PD Editorial: Terror trial
Prosecuting 9/11 case in federal court respects U.S. traditions
Last Modified: Thursday, November 19, 2009 at 6:54 p.m.
Attorney General Eric Holder’s announcement that five suspected 9/11 plotters will be tried in a civilian court came eight years to the day after President George W. Bush signed an order creating military commissions and allowing unlimited detention without charges.
However, the Nov. 13 announcement didn’t mark a complete reversal of Bush’s policy. Instead, the Obama administration appears to be drawing distinctions between civilian and military targets and domestic and foreign attacks.
Khalid Sheikh Mohammed and his four co-defendants are accused of orchestrating the deaths of nearly 2,900 people, most of them civilians, in suicide hijackings that ended at the World Trade Center in New York, the Pentagon and in a field in Pennsylvania on Sept. 11, 2001.

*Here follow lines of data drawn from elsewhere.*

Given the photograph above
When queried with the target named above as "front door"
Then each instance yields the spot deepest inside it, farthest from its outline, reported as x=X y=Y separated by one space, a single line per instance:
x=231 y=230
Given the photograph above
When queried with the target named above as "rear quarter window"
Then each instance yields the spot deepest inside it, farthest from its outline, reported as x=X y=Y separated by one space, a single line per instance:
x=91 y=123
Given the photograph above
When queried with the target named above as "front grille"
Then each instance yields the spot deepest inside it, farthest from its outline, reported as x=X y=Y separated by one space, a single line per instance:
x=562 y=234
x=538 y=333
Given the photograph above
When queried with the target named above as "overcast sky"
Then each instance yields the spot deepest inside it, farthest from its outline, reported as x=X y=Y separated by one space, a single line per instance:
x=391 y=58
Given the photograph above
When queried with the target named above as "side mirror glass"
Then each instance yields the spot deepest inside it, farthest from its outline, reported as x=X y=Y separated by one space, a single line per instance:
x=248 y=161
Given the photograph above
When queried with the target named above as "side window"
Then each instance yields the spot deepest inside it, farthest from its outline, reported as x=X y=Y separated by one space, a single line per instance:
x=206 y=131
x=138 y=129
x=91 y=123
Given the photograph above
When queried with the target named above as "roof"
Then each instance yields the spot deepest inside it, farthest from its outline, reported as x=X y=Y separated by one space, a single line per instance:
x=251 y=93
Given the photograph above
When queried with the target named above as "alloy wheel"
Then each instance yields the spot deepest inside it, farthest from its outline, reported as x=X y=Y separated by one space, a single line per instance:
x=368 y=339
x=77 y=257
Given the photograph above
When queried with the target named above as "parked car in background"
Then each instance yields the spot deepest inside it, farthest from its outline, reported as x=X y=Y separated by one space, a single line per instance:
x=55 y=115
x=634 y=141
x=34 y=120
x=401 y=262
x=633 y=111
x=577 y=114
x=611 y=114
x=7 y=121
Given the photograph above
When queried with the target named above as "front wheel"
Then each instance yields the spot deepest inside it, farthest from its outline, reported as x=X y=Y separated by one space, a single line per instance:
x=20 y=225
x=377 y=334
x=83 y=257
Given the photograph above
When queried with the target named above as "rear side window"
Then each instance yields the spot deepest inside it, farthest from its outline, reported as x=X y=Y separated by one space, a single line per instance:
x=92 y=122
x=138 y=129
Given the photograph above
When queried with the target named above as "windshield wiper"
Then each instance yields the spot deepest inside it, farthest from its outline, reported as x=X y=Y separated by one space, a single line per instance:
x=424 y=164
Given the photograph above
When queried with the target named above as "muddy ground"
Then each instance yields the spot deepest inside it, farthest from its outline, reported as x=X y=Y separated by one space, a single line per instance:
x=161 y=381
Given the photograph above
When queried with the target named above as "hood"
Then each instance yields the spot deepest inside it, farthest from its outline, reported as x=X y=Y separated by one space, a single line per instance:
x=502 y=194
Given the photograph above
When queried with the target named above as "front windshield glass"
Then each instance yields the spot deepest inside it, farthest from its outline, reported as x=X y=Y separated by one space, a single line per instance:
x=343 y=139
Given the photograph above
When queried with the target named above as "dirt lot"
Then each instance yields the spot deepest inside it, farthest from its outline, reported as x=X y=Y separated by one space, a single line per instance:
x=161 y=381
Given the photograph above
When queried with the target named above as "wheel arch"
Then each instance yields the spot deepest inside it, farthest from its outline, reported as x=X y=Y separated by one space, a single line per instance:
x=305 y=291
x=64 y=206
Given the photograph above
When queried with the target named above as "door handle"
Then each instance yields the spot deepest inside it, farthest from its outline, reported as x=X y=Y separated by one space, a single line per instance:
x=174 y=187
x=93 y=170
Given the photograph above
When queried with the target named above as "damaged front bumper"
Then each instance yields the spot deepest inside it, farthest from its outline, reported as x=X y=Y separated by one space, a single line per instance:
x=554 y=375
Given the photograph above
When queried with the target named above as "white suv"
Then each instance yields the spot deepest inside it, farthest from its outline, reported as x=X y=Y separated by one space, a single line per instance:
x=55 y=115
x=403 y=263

Holder named five other detainees at Guantanamo Bay who will be tried before military commissions, including a suspect in the bombing of the U.S. destroyer Cole that killed 17 sailors in 2000 in Yemen. The other four detainees also were involved in attacks on overseas military targets, the attorney general said.
By entrusting the 9/11 case to a civilian court, the administration reinforces a U.S. tradition of respecting the rule of law. It also chooses a venue that is recognized and respected by most of the world. And, after six years of litigation and debate over the legitimacy of military tribunals, it brings justice closer for the victims and their families — many of whom wanted the case tried in U.S. District Court.
Questions about security, decorum and even the prospect of acquittal were raised following Holder’s announcement and dominated a Senate committee hearing on Wednesday. At least some of the questions appear to be be based as much in partisan maneuvers as genuine reservations.
Former New York Mayor Rudy Giuliani, for example, used TV appearances to warn that holding the trial a few blocks from Ground Zero would again make the city a target for terror. Yet three years ago Giuliani had nothing but praise for the justice system that allowed 9/11 suspect Zacarias Moussaoui to be tried and convicted in a civilian court in Virginia, a short distance from the Pentagon.
Federal courts have capably handled scores of high-profile cases, including the terrorist bombings of the Oklahoma City federal building in 1995 and New York’s World Trade Center in 1993, without compromising national security or the rule of law.
By one senator’s count, 347 people serving time in federal prison have been convicted of terror-related charges in civilian courts in the United States. There’s every reason to believe that the 9/11 defendants will be joining them.